To put a box into the rapidly changing virus, scientists realized that they needed a combination of different HIV drugs – and that discovery led within a few years to tri-drug formulas in the mid-1990s. which turned HIV from a death penalty into an infectious, treatable disease. .
AMP’s study confirms why HIV is a “strong virus,” Corey said, but in his opinion the most important finding of the test is that it for the first time set a measurable threshold that can be shown when which monoclonal antibodies work – or when they don’t.
An experiment – developed by Dr. David Montefiore from the Duke Institute of Human Vaccination – measuring the potential of a specific antibody to prevent HIV. The AMP study found that if an antibody reached a certain level of potency against HIV sex, it would inhibit it; if it was weaker than that level, the antibody failed.
The study showed that the antibody met the threshold against 30% of the HIV strains that occurred, but was not strong enough to block other strains. Importantly, the study showed that the strength required for the antibody to work against all strains of HIV had to be about 10 times more potent than VRC01.
Corey said that is crucial for future HIV prevention drug planning.
“The test completely figured out what worked and what didn’t work,” Corey said. “Now we can use this assay to define a more powerful antibody in general. ”

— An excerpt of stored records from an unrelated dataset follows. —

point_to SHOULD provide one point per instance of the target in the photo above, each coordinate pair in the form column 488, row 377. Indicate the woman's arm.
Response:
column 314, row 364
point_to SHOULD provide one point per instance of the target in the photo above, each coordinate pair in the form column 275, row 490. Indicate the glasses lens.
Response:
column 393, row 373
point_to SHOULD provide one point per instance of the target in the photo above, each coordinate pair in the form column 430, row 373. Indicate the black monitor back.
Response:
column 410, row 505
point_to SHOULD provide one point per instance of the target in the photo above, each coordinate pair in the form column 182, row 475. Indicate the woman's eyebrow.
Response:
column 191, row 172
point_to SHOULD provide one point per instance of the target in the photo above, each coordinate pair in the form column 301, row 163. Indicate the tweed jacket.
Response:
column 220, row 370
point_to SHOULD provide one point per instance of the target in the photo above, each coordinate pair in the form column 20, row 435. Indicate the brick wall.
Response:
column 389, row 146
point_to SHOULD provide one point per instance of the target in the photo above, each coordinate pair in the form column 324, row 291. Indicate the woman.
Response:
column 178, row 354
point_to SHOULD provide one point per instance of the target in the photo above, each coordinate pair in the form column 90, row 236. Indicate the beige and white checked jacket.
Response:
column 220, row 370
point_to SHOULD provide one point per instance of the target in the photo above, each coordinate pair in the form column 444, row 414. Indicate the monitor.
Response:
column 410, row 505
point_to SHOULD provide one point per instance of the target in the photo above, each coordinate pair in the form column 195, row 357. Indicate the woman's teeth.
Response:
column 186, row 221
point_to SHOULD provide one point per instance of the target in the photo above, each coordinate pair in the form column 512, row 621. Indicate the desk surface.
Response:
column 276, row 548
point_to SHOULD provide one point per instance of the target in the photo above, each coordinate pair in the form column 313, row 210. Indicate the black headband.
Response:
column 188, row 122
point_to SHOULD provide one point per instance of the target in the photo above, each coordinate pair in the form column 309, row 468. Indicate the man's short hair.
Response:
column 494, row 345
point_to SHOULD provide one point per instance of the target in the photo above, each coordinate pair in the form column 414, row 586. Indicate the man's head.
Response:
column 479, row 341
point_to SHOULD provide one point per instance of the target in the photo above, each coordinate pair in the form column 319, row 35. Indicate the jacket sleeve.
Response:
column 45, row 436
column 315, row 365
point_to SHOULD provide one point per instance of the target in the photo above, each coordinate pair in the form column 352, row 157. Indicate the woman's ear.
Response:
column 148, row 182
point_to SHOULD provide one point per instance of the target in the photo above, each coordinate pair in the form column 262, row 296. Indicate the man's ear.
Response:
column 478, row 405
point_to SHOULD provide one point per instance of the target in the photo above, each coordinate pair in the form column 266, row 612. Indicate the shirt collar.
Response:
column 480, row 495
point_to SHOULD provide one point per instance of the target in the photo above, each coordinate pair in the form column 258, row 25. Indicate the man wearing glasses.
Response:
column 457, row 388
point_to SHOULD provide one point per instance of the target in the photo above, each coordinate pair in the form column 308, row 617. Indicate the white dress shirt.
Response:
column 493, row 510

During the press conference, Corey identified several new studies testing whether more potent forms of VRC01, or a combination of even more potent-neutralizing antibodies identified since 2016, to be robust to enough to prevent infection. They include studies of a longer version of VRC01, and early trials in humans of compounds of two and three different generally neutralizing antibodies.

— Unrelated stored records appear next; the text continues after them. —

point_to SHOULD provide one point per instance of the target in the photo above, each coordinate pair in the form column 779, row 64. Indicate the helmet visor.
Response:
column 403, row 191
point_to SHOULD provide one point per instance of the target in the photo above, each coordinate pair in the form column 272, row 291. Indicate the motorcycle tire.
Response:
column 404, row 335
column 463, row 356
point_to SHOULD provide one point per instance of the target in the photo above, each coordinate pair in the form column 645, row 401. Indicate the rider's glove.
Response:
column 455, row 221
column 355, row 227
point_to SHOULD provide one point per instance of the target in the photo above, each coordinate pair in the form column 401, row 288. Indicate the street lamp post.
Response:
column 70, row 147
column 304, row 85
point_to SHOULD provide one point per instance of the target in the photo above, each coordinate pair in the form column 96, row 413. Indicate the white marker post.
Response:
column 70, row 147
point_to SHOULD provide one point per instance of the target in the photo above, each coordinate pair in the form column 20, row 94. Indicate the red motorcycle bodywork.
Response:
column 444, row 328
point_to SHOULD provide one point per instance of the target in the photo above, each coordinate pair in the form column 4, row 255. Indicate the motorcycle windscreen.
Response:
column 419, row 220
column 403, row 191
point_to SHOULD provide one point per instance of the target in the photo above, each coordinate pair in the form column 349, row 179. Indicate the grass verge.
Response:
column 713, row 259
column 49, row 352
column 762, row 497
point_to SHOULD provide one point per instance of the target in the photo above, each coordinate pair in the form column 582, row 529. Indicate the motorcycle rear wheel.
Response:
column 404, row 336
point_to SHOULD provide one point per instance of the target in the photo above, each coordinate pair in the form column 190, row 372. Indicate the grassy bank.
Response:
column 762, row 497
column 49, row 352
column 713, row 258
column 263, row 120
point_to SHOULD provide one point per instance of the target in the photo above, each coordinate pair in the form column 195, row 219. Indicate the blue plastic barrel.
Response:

“We can use this assay to develop broadly neutral antibodies, and it seems that with this tool we can look for new ones that are better, more powerful and cheaper,” Corey said.
With support from NIAID, the trial spanned four continents
AMP was supported by the National Institute of Allergies and Infectious Diseases and enrolled volunteers in parallel trials. The Hutch-based HIV Vaccine Testing Network, or HVTN, ran AMP tests in the U.S., South America and Switzerland. The volunteers were transgender men and people who have sex with men. The HIV Prevention Test Network, a sister group in North Carolina, ran the second part, enrolling women in seven sub-Saharan African countries.
Because VRC01 could not inhibit all sexes in an AMP study run by HVTN, the antibody was found to reduce total HIV infections by 27%. In the study in sub-Saharan Africa – which has a different family of HIV strains – it was 9%.
Dr Carl Dieffenbach, who leads the AIDS research at NIAID, said the AMP study confirmed our understanding of antibody control over HIV and made some interesting conclusions that will inform future prevention efforts.
“Initially, it showed that ingestions of this neutral antibody were safe. There were approximately 44,000 infusions in the course of this study on many continents, ”he said in an interview.
“It really gives us a hand or two. It tells us what level of nesting is required to provide protection. It also tells us how much antibody we need to stimulate with a vaccine, ”he said.